JAKARTA, JakartaHype.com - Oxavia Aldiano atau yang lebih akrab disapa Vidi Aldiano merupakan sosok multitalenta yang sukses meniti karier sebagai penyanyi, juri musik, hingga podcaster ternama. Pria kelahiran Jakarta, 29 Maret 1990 ini mulai menghentak panggung hiburan tanah air sejak debut fenomenalnya pada tahun 2008 silam.

Bakat seni yang mengalir dalam nadinya bukanlah kebetulan karena ia tumbuh dalam keluarga yang memiliki kedekatan erat dengan dunia audio dan musik. Sang ayah, Harry Kiss, dikenal sebagai pemilik merek speaker V8sound.com, sementara ibunya, Besbarini, merupakan seorang guru piano yang menjadi guru pertama Vidi.

Vidi juga mewarisi darah seni dari garis leluhurnya sebagai cucu penyanyi keroncong legendaris asal Semarang, S. Darsih Kissowo. Dunia musik ini pun turut diikuti oleh sang adik, Vadi Akbar, meskipun adik pertamanya yang bernama Diva Stradivaryan memilih jalur berbeda sebagai ahli pertanian.

Meskipun sukses di dunia hiburan, Vidi tetap memprioritaskan pendidikan dengan menuntaskan gelar sarjana Manajemen di Universitas Pelita Harapan (UPH) dengan IPK 3,62. Tidak berhenti di sana, ia melanjutkan studi magister di University of Manchester, Inggris, dan berhasil lulus dengan predikat cumlaude pada tahun 2015.
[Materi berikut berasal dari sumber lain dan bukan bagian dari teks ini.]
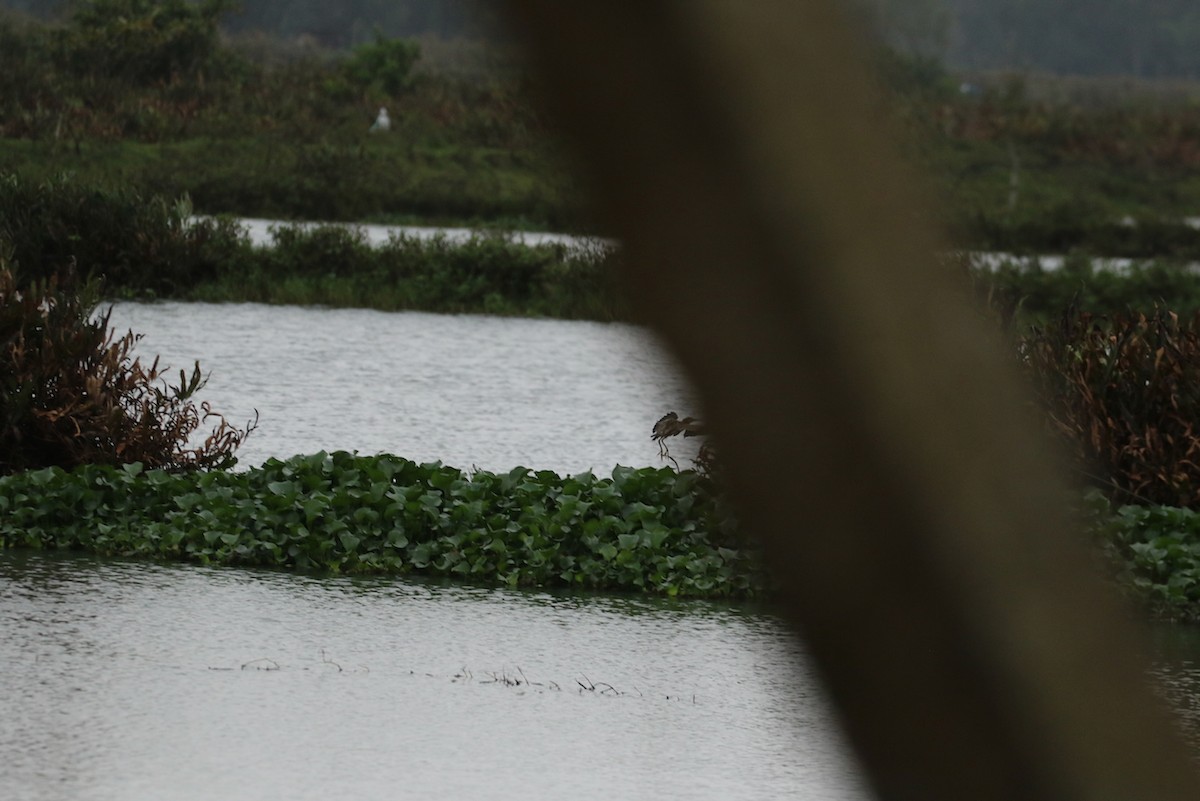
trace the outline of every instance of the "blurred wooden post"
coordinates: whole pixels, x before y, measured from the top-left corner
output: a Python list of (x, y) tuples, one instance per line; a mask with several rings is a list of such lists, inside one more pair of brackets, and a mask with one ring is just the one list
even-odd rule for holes
[(879, 794), (1200, 798), (833, 4), (508, 4)]

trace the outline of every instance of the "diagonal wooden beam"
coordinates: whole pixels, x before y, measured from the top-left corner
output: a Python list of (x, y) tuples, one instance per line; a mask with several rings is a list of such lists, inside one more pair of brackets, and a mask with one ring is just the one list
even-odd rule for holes
[(1200, 798), (833, 4), (508, 5), (881, 797)]

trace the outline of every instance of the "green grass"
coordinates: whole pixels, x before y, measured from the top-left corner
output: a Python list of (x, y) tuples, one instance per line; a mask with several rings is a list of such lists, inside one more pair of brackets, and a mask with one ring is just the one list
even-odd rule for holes
[[(78, 21), (52, 29), (0, 16), (0, 172), (38, 183), (66, 170), (143, 196), (187, 193), (206, 214), (589, 227), (578, 173), (533, 104), (521, 62), (500, 48), (430, 42), (436, 57), (410, 71), (372, 67), (363, 48), (206, 39), (179, 72), (90, 66), (102, 57), (161, 67), (177, 51), (167, 34), (210, 22), (101, 53)], [(474, 66), (451, 66), (460, 61)], [(1012, 79), (966, 97), (934, 63), (885, 54), (878, 64), (882, 113), (941, 197), (937, 216), (956, 245), (1180, 255), (1187, 237), (1168, 224), (1200, 212), (1193, 104), (1153, 94), (1096, 103)], [(380, 106), (394, 128), (372, 136)], [(1126, 216), (1153, 230), (1131, 235), (1118, 225)], [(1187, 247), (1200, 252), (1196, 237)]]
[[(410, 69), (411, 43), (247, 47), (223, 43), (212, 19), (127, 11), (102, 20), (108, 38), (86, 14), (62, 25), (0, 14), (0, 172), (186, 192), (208, 214), (579, 224), (562, 148), (500, 50), (494, 69), (439, 68), (453, 62), (445, 52)], [(379, 58), (389, 53), (404, 57)], [(393, 128), (371, 135), (380, 106)]]
[(624, 319), (619, 253), (526, 246), (500, 234), (463, 242), (392, 238), (369, 245), (339, 226), (282, 226), (270, 248), (228, 218), (189, 222), (187, 200), (143, 198), (77, 178), (36, 183), (0, 174), (0, 264), (19, 283), (68, 265), (110, 298), (358, 306)]
[(0, 172), (40, 183), (61, 173), (143, 195), (187, 194), (197, 211), (274, 219), (573, 227), (564, 181), (492, 149), (423, 148), (361, 131), (298, 145), (283, 138), (73, 144), (0, 139)]

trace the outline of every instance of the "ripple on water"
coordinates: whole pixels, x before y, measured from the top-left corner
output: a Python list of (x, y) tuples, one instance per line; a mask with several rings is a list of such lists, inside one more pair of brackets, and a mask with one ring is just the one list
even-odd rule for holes
[[(168, 302), (116, 304), (112, 324), (145, 335), (139, 354), (200, 360), (231, 421), (260, 412), (246, 465), (358, 450), (607, 474), (662, 464), (654, 421), (698, 413), (650, 334), (619, 323)], [(686, 464), (694, 448), (672, 451)]]
[(21, 798), (865, 797), (744, 607), (5, 554), (0, 615)]

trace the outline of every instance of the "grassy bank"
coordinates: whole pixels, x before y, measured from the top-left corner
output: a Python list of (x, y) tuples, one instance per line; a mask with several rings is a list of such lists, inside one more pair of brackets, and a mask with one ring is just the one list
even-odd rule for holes
[(612, 321), (628, 316), (615, 286), (616, 258), (603, 249), (526, 246), (499, 235), (392, 238), (372, 246), (344, 228), (285, 227), (274, 247), (242, 246), (235, 262), (178, 296)]
[[(501, 234), (465, 243), (396, 238), (368, 245), (354, 230), (283, 226), (258, 248), (230, 219), (192, 221), (190, 199), (102, 189), (74, 176), (33, 182), (0, 176), (0, 259), (23, 282), (74, 264), (113, 298), (355, 306), (385, 311), (628, 317), (614, 284), (619, 251), (530, 247)], [(1200, 259), (1200, 253), (1195, 254)], [(1081, 253), (1062, 269), (997, 268), (952, 259), (946, 269), (1023, 327), (1063, 309), (1113, 314), (1167, 306), (1200, 309), (1200, 274), (1184, 259), (1097, 269)]]
[(0, 263), (19, 284), (69, 266), (110, 298), (357, 306), (385, 311), (623, 319), (615, 253), (525, 246), (500, 234), (466, 242), (394, 238), (380, 247), (337, 226), (284, 226), (255, 247), (230, 219), (191, 218), (187, 200), (146, 198), (60, 176), (0, 177)]
[(963, 76), (886, 53), (879, 75), (960, 246), (1195, 258), (1200, 83)]
[[(572, 171), (503, 48), (229, 40), (219, 10), (165, 5), (0, 15), (0, 171), (186, 192), (209, 214), (578, 224)], [(391, 130), (372, 135), (380, 107)]]
[(467, 475), (348, 453), (245, 472), (50, 468), (0, 477), (0, 546), (669, 596), (766, 589), (712, 485), (654, 468)]
[[(225, 39), (193, 12), (150, 24), (128, 11), (60, 25), (0, 16), (0, 173), (188, 193), (205, 214), (587, 225), (577, 171), (509, 49), (330, 51)], [(1200, 89), (971, 76), (964, 93), (963, 76), (934, 63), (881, 52), (877, 66), (879, 113), (958, 245), (1200, 254), (1200, 233), (1180, 223), (1200, 214)], [(380, 107), (392, 129), (372, 135)]]
[(67, 172), (102, 188), (188, 194), (197, 209), (213, 214), (576, 227), (565, 181), (548, 165), (526, 163), (519, 151), (421, 145), (397, 132), (369, 136), (364, 130), (354, 120), (343, 132), (305, 142), (270, 134), (71, 145), (0, 139), (0, 172), (33, 182)]
[(1016, 333), (1057, 323), (1066, 312), (1112, 316), (1165, 308), (1188, 318), (1200, 311), (1200, 269), (1189, 262), (1155, 259), (1115, 269), (1078, 253), (1056, 269), (1015, 259), (988, 266), (971, 257), (957, 262), (981, 304)]

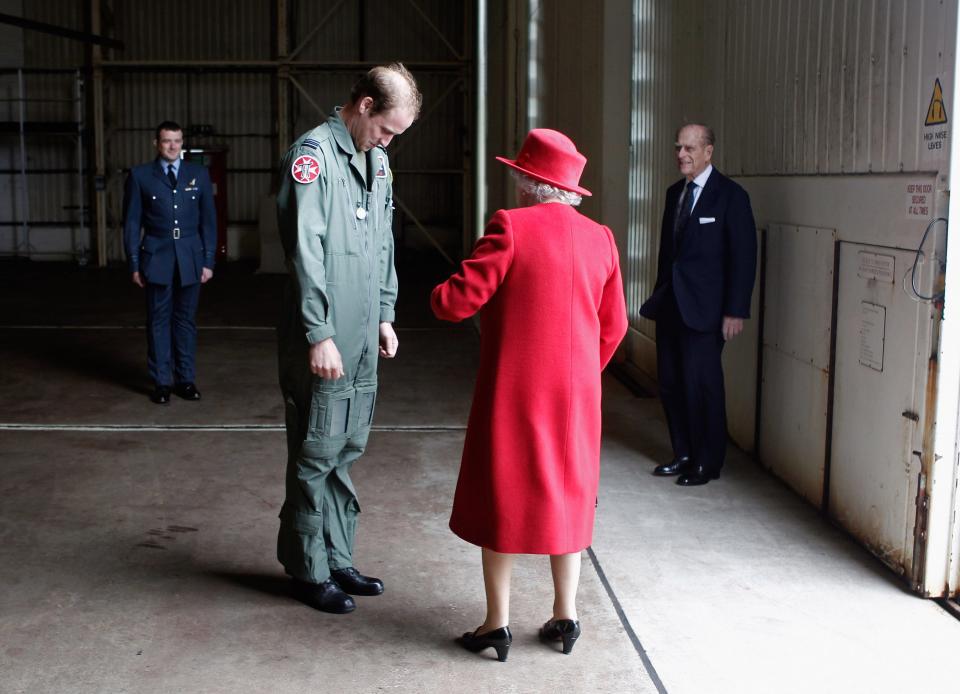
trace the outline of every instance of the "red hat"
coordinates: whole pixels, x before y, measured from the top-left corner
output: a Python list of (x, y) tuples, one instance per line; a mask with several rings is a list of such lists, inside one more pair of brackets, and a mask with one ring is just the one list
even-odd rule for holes
[(534, 128), (527, 133), (516, 159), (497, 157), (497, 161), (557, 188), (592, 195), (579, 185), (587, 158), (577, 151), (573, 140), (556, 130)]

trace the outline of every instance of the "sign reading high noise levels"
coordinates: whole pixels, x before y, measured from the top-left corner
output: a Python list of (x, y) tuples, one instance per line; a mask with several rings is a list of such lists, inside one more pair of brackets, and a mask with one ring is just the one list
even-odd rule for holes
[[(924, 111), (923, 127), (921, 128), (920, 142), (920, 162), (926, 165), (940, 165), (947, 161), (947, 141), (949, 140), (949, 128), (947, 123), (947, 104), (943, 95), (943, 83), (946, 79), (941, 79), (938, 75), (927, 82), (930, 85), (930, 91), (921, 92), (921, 98), (926, 101), (926, 110)], [(949, 82), (948, 82), (949, 85)]]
Perjalanan Vidi menuju puncak popularitas ternyata tidak semudah yang dibayangkan banyak orang karena ia sempat mengalami kegagalan di ajang pencarian bakat. Pada tahun 2006, ia mengikuti audisi Indonesian Idol namun langkahnya harus terhenti di babak 100 besar setelah membawakan lagu milik Glenn Fredly.

Pantang menyerah, Vidi akhirnya merilis album debut bertajuk "Pelangi di Malam Hari" pada tahun 2008 yang melambungkan namanya lewat lagu "Nuansa Bening". Gebrakan ini berlanjut dengan kesuksesan lagu kedua berjudul "Status Palsu" yang hingga kini masih menjadi salah satu tembang ikonik miliknya.

Eksplorasi musikalitas Vidi kian matang melalui album kedua, "Yang Kedua", di mana ia menulis sendiri enam lagu dari total sebelas trek yang tersedia. Kerja sama dengan Trinity Optima Production ini membuktikan kualitas Vidi sebagai penulis lagu yang mumpuni sekaligus penyanyi yang memiliki karakter vokal kuat.

Pencapaian luar biasa diraih Vidi lewat album "Persona" pada 2016 yang melibatkan proses mastering di studio legendaris Abbey Road Studios, London. Album ini sukses meraih "Triple Platinum" setelah terjual lebih dari 250.000 keping dan mempertegas posisinya sebagai musisi papan atas Indonesia.

Tahun 2022 menjadi momen kembalinya Vidi melalui album "Senandika" yang sempat tertunda akibat pandemi dan perjuangan pribadinya melawan penyakit. Lagu "Bertahan Lewati Senja" dalam album tersebut merefleksikan ketangguhannya, sementara lagu "Dara" didedikasikan khusus untuk sang istri, Sheila Dara Aisha.